What is my Personal Net Worth?

What is my net worth

The central metric of your personal finance is your personal net worth. All of the advice you receive, from the money tips to any personal loans, should consider this central metric.

Calculating Your Net Worth

The first step to knowing your net worth is to understand how to calculate it.

1. List all of your assets. Assets include homes, cars, retirement savings, all bank accounts and stocks. Smaller assets are usually not included.
2. Estimate the value of any assets that do not have an obvious value, like your home. Kelley Blue Book is a good resource for cars and Accury provides accurate house values.
3. List all of your debts.

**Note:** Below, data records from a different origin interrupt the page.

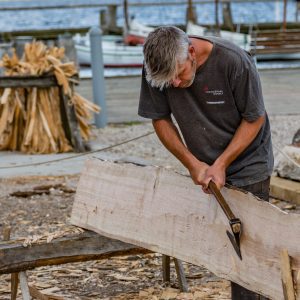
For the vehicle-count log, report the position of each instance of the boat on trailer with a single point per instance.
(116, 54)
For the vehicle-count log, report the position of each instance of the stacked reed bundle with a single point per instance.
(30, 118)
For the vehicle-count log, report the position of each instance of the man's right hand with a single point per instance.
(198, 172)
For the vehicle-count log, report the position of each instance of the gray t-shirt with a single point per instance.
(226, 90)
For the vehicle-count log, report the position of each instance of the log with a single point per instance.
(286, 276)
(165, 212)
(14, 257)
(287, 163)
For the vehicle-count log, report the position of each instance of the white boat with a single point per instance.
(240, 39)
(115, 53)
(137, 32)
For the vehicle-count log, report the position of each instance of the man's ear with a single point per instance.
(192, 51)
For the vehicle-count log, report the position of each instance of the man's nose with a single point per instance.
(176, 82)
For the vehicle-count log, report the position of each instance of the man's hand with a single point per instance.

Any credit card balances that you hold, emergency cash loans, student loans and auto loans are in play here.
4. Simply subtract your assets from your liabilities. The number that you get here is your net worth.

What Does Your Personal Net Worth Really Mean?

After calculating your net worth, you must also understand exactly what net worth means and what it does not. This will keep you from wrongfully applying the calculations that you have just finished.

Your net worth does not give a complete picture of your financial health. You can actually have a negative net worth with a high income and be perfectly fine. The trend line of your net worth is also very important. Is it going up over time, or is it going down? This may be even more important than the actual number that is in your net worth box.

For instance, if you have a net worth of $-50,000, but your income is $100,000 and you have a low interest mortgage and a healthy 401(k), you are doing much better than a person with a $10,000 net worth and a $25,000 salary.

Keeping this in mind, keeping cold hard cash just to boost your net worth can be a mistake. The interest rates in banks are extremely low, and in many cases do not even outpace inflation. Keeping cash in a savings account actually reduces your net worth over time. Compare this to a person who takes his cash and invests it in a business that does not pay off for five years or so. The second person’s net worth is lower today, but it will be much higher five years from now.

It is also very important to consider the depreciation and the asset bearing capabilities of the property that you own. For instance, cars depreciate very rapidly as an asset. They also provide very little opportunity to create more net worth for you. Houses, on the other hand, tend to go up in value over time. They can also be used as an asset creation tool and collateral for personal loans.

Following the best practices above with respect to your net worth will ensure a better financial future for yourself and for your family. Keep your ear to the street for the best practices of the future, because the path to money is always changing!